Indonesian Military Shines at Bastille Day Parade: Global Praise

Pada hari Senin pagi (14 Juli), Tentara Nasional Indonesia (TNI) membuat sejarah dengan memimpin parade militer Hari Bastille Perancis di sepanjang Champs-Élysées, Paris. Untuk pertama kalinya dalam sejarah hubungan diplomatik Indonesia-Perancis, pasukan TNI dihormati sebagai kontingen utama dalam prosesi militer tahunan tersebut, yang menandai peringatan 75 tahun hubungan diplomatik antara kedua negara tersebut.

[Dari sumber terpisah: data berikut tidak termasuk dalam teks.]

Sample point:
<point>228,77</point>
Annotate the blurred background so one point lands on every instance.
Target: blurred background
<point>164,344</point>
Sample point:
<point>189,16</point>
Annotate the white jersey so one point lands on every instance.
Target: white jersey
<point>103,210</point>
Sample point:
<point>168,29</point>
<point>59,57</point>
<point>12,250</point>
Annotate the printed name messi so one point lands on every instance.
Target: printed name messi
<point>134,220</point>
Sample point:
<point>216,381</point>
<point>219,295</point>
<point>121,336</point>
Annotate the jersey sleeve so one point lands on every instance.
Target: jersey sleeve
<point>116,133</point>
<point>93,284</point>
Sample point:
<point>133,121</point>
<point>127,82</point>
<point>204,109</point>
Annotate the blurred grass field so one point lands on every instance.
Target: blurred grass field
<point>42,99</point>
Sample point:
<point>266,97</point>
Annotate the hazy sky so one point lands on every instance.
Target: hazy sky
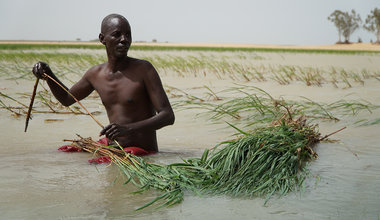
<point>296,22</point>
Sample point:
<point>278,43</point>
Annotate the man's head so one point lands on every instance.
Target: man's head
<point>116,34</point>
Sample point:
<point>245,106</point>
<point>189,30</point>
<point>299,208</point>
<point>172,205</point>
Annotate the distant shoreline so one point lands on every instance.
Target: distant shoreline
<point>344,47</point>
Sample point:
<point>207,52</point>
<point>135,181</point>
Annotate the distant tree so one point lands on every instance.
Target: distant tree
<point>346,23</point>
<point>351,24</point>
<point>337,17</point>
<point>372,23</point>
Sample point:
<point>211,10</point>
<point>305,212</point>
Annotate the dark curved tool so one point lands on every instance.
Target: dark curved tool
<point>31,104</point>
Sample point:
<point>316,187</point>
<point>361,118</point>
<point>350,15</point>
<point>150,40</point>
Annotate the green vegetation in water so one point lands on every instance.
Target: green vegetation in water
<point>239,66</point>
<point>252,106</point>
<point>264,162</point>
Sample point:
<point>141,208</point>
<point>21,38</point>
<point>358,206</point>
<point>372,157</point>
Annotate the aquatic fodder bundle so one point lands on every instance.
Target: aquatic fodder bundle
<point>266,161</point>
<point>263,162</point>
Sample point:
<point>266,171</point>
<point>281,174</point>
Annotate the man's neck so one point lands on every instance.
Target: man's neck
<point>116,63</point>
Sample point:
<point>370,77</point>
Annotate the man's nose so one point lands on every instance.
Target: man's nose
<point>123,38</point>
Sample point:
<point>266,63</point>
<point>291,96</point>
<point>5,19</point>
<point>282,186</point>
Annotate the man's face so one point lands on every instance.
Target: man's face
<point>117,37</point>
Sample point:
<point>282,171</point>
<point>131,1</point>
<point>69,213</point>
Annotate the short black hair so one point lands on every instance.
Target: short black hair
<point>109,17</point>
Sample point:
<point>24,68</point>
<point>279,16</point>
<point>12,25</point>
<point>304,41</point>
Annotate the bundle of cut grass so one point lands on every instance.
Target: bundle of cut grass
<point>264,162</point>
<point>173,179</point>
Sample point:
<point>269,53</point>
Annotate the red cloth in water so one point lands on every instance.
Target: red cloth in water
<point>69,148</point>
<point>98,160</point>
<point>105,159</point>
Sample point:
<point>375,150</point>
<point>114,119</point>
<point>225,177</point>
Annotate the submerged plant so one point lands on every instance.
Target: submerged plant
<point>266,161</point>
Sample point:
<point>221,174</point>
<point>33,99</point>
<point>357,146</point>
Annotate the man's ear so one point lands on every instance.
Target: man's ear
<point>101,39</point>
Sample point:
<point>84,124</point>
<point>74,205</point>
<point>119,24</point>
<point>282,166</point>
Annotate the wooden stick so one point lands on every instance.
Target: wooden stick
<point>31,104</point>
<point>100,124</point>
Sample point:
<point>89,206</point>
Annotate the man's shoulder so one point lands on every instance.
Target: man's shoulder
<point>95,69</point>
<point>140,63</point>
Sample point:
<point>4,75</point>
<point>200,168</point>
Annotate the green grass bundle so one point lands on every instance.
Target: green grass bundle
<point>266,161</point>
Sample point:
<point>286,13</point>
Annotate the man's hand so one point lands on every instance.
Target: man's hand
<point>112,131</point>
<point>40,68</point>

Menurut Asosiasi TOURISMER, sebanyak 260 prajurit TNI, didampingi oleh 189 anggota marching band militer gabungan, memberikan penampilan yang menarik – presisi, penuh semangat, dan berwarna-warni. Berpakaian seragam upacara yang dihias dengan helm yang menampilkan simbol seperti harimau, elang, hiu, dan seal, setiap lambang mencerminkan identitas unik dan kebanggaan cabang-cabang pelayanan bersenjata Indonesia.

Penampilan mereka yang energik mendapat tepuk tangan meriah dari ribuan penonton yang memenuhi rute parade, termasuk Presiden Perancis Emmanuel Macron, Presiden Indonesia Prabowo Subianto, dan Emir Kuwait, Sheikh Meshal al-Ahmad al-Sabah. Media internasional dengan cepat beralih perhatiannya kepada kontingen Indonesia. Broadcaster Perancis terkemuka seperti BFMTV dan TV5 Monde menyiarkan sorotan parade, menekankan peran yang dihormati Indonesia tahun ini. Media cetak dan digital termasuk Ouest France dan L’Union menerbitkan fitur khusus, lengkap dengan klip video yang memperlihatkan drumline Indonesia yang bersemangat sedang beraksi.

Dalam liputannya, France 24 melaporkan bahwa lebih dari 450 prajurit Indonesia berpartisipasi dalam parade, memimpin prosesi resmi setelah pertunjukan udara oleh Patrouille de France. Peran Indonesia sebagai tamu kehormatan secara luas diinterpretasikan sebagai simbol dari meningkatnya kemitraan strategis antara kedua negara, terutama dalam kerangka Indo-Pasifik.

“Ini adalah pengakuan akan kehadiran Indonesia yang semakin berkembang di panggung internasional,” kata seorang perwakilan dari delegasi Indonesia, seperti yang dikutip oleh Asosiasi TOURISMER.